1Bientôt septembre, la chasse pourra reprendre momentanément ses droits sur la nature et c’est l’appel du sauvage qui retentit pour les amateurs de ce loisir tant décrié. Pourtant comme le rappelle Sergio Dalla Bernardina en introduction de cet ouvrage collectif, le nombre de chasseurs et de pêcheurs n’a pas connu l’effondrement qu’on aurait pu lui prédire. Au contraire, il semble se maintenir en même temps que les discours et les pratiques de ses adeptes se sont renouvelés. Ainsi, les chasseurs se sont constitués en groupe de pression, se déplaçant même du côté de leurs ennemis, celui « des amis de la nature » en mettant en avant leur fonction essentielle dans la préservation de l’équilibre écologique des campagnes. Le sauvage n’est pas toujours celui qu’on avait imaginé, c’est là tout l’objet de cet ouvrage. La variété des points de vue disciplinaires mobilisés (ethnologues, sociologues, anthropologues et géographe) permettront au lecteur, novice ou chevronné, de saisir les aspects éminemment sociaux de la nature, rompant avec ses conceptions naturalisantes. Trois parties organisent le propos, qui s’intéressent tour à tour à la cueillette, à la pêche et au retour du sauvage.

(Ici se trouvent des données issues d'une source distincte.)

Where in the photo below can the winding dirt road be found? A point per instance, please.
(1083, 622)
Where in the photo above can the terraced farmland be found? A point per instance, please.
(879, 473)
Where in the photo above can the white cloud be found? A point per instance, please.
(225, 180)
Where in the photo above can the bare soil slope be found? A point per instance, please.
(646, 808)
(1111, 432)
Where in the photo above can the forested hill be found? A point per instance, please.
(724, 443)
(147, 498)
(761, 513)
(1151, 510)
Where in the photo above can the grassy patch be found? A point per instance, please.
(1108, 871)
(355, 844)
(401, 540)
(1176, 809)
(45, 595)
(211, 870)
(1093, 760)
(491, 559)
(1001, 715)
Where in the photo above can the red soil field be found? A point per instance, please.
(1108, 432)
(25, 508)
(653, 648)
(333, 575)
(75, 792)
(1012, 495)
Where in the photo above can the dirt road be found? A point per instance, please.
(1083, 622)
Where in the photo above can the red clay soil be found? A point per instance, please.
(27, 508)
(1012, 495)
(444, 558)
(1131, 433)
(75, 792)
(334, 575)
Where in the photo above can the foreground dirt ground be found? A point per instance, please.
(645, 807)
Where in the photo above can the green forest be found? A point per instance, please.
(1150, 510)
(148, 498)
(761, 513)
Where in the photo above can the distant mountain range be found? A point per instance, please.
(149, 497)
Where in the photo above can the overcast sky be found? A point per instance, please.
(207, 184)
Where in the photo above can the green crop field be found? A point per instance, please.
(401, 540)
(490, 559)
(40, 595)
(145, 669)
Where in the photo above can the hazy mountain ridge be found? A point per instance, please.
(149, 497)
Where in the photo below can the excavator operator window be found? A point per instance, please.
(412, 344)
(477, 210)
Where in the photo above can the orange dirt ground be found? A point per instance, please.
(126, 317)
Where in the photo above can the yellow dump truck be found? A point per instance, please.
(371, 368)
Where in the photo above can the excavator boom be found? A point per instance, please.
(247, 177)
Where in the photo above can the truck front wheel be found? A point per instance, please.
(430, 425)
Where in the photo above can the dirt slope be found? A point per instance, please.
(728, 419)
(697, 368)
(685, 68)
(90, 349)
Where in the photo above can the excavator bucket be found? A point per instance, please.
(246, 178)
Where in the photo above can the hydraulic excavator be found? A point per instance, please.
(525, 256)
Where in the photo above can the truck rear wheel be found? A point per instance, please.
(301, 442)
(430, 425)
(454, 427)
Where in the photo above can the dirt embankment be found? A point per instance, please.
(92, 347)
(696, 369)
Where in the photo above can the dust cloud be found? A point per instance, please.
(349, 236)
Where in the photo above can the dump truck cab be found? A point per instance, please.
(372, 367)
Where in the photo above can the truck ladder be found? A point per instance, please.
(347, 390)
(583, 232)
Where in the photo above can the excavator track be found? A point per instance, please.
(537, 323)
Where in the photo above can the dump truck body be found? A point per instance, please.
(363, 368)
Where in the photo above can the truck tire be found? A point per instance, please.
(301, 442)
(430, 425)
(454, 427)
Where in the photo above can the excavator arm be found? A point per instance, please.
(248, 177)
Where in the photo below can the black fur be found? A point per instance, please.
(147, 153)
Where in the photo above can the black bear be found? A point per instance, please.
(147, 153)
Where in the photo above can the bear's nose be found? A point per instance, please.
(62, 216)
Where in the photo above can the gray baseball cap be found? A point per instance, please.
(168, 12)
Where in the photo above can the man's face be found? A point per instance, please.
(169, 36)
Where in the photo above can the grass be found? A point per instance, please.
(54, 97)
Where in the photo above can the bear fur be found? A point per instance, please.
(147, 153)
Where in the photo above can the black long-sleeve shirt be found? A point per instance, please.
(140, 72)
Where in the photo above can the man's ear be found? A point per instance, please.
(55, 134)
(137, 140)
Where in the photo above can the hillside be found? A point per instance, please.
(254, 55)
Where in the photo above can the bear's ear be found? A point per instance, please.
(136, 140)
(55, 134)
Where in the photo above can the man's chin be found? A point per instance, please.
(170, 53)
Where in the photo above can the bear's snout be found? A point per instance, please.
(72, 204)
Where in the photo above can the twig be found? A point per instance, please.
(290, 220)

2Raphaël Larrère revient sur une enquête des années 1980, en Margeride, sur la pratique de la cueillette en montagne. Cueillette de lichen, de myrtilles ou de champignons, tantôt destinée à l’autoconsommation, tantôt à la vente aux grossistes-expéditeurs, ces pratiques anciennes persistent. L’auteur y décèle trois sens. Les « saisons » participent des tactiques de résistances qui permettent à des paysans appauvris, des retraités ou des jeunes sans emploi de mieux vivre : destinées à l’autoconsommation, les cueillettes permettent d’améliorer l’ordinaire, elles peuvent aussi servir à entretenir un système de dons ou constituent un revenu d’appoint. Ces pratiques sont aussi l’occasion pour les « indigènes », dans ces régions de déprise agricole, de se réapproprier le territoire. C’est sur la cueillette également que revient Martin de la Soudière qui se demande si les espaces où elle se pratique peuvent encore être dits « sauvages ». Lucie Dupré propose, quant à elle, à partir d’une analyse de la cueillette des châtaignes en Ardèche, de distinguer différents rapports à la nature que portent les termes « récolter, ramasser et cueillir ».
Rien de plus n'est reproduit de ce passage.